Last Curtsey
Page 19
The routines in these country houses were quite strict ones, rather as I imagine in a military barracks. Gongs sounded, bells were rung and the house party was expected to assemble. One of the recurring bones of contention between the hosts and guests was the young people’s attendance at breakfast, scheduled sharp at 8.30, when they might only have got to bed at 5.00. Was it better to turn up bleary-eyed or risk a cross host’s reprimand, which I can still remember with a shudder, if you simply stayed in bed? Even in those austere years breakfast retained some splendour with porridge on the sideboard, sausage, bacon, eggs and mushrooms kept hot in silver dishes set on little spirit stoves; toast, marmalade, honey, coffee, tea. No croissants, which at that time still bore the stigma of fancy foreign food. At 12.30 the house party would collect in the hall and a glass of sherry would be issued. Lunch was served at 1.00. At 4.30 tea would be pushed into the hall on a two-tier wooden trolley bearing sandwiches and cakes. Henry Blofeld, in his memoirs of his upbringing in Norfolk, describes how the old cake had to be used up before a new cake could be started. This figures: in such households there was a certain stinginess, a multitude of rules. In early evening, even when it was not a dance night, the whole family dispersed to bathe and change for dinner, men putting on a green or plum-coloured velvet smoking jacket and black tie, women usually wearing a long dress or long skirt worn with a blouse and long silk cardigan. Blofeld points out that this formality of dress persisted over the decades even when his then aged parents sat down to a small supper warmed up on the Aga and served on a yellow Formica kitchen table: the instinct for keeping up appearances died hard.
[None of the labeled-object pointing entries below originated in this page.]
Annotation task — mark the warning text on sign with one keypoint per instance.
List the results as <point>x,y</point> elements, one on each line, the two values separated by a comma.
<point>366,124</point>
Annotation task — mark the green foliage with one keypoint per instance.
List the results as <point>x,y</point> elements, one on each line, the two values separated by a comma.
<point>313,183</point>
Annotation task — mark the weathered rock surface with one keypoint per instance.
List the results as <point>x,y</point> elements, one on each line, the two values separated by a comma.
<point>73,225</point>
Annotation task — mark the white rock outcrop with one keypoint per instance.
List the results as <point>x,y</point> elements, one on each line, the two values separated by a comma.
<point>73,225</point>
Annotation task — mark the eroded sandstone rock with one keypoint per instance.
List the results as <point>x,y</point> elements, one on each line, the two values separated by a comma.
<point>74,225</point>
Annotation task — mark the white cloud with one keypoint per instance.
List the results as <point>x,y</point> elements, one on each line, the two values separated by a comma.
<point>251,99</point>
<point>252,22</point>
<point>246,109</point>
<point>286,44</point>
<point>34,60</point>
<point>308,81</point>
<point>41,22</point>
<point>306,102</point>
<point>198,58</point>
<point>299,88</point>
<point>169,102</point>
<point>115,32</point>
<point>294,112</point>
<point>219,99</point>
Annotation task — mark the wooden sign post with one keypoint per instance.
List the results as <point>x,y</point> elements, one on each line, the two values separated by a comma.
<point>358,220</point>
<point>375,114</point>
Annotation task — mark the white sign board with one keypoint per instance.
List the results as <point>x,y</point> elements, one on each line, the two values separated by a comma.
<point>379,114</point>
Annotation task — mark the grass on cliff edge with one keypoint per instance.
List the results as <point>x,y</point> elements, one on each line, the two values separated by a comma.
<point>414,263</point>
It has always been a mystery how, in so tightly regimented a regime with every hour spoken for, the time went by so slowly. I have only to think back to those weekends in the country for the cloud of lassitude to redescend. In Hons and Rebels Jessica Mitford identifies this sense of being out of time, as she became aware of it during her own upbringing at Swinbrook, the Redesdales’ house in Oxfordshire: ‘Growing up in the English countryside seemed an interminable process … We were as though caught in a time-proofed corner of the world, foster-children, if not exactly of silence, at least of slow time.’
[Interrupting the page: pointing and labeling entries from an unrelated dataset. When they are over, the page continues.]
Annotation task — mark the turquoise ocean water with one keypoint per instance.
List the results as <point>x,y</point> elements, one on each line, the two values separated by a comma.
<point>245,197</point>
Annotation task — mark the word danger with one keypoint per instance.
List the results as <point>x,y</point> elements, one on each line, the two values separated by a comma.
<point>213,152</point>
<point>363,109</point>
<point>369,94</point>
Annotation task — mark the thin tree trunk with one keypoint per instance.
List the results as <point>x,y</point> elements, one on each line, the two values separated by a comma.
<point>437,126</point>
This feeling of floating somewhere where the deadlines of ordinary human life did not apply was not simply a question of the physical isolation of these houses, often miles from the next village. It was even more a matter of the mental separation of their occupants from the workaday timetables of industry, commerce, the life of the big cities. There was a fastidious avoidance of such topics. Debutantes had little concept of how their friends’ fathers occupied their lives. Though many of our house party hosts had business interests, owned a factory, a local engineering works, one turning out to be a tycoon of toilet paper, these exploits were rarely mentioned. There was total concentration on country pursuits, breeding animals and birds, riding, hunting, shooting, fishing. These were the things which were regarded with the utmost seriousness, dominating conversation and imposing their own gentlemanly disciplines and deadlines, as if living in the country was itself the work.
These were people who saw a virtue in recurrence. The routines of the household linked in closely to the cycle of the Seasons, from the winter to the summer, from the short days to the long days, from seed time to the harvest, as it was and as they hoped against hope it always would be, the rich man in his castle, the poor man at his gate. They put their faith in same old things. The same old cut-crystal salad bowl containing the same salad made of lettuce, tomatoes cut in quarters, spring onions and radishes shaped like water lilies, served not with vinaigrette – oh no – but bottles of Heinz Salad Cream. The comforting dowdy decor of the gentry: the same old chintzy chairs and sofas in the drawing room, velvet curtains, fringed silk lampshades; the reassuring clutter of the downstairs cloakroom with its fishing rods and field glasses, cartridge bags and deerstalkers, shooting sticks and Barbours, accumulated through the generations. Men’s clothes could last for centuries, till practically threadbare. Our hosts in the country wore old tweeds and dinner jackets they boasted of inheriting from fathers or from grandfathers. New clothes were always suspect and modern design anathema. June and Teddy Heywood-Lonsdale were the only people amongst my mother’s fairly widespread group of friends who showed any enthusiasm for the streamlined, actually commissioning a flat from Serge Chermayeff. The madly modern Junie was the one glorious equivalent of Evelyn Waugh’s Margot Best-Chetwynde, admirer of the Bauhaus, whom I had ever met. In his survey Industrial Art in England the German art historian Nikolaus Pevsner attempted to explain England’s deeply engrained conservatism of taste in terms of social hierarchy: the middle classes aped the upper who had in their turn adopted the traditionalism of the royal family. Progress around these country houses could be disorientating, each new set of rooms so precisely resembling in the detail of their décor, down to the exact position of the sofa table bearing the Lenare portrait of your hostess, the one you had just left.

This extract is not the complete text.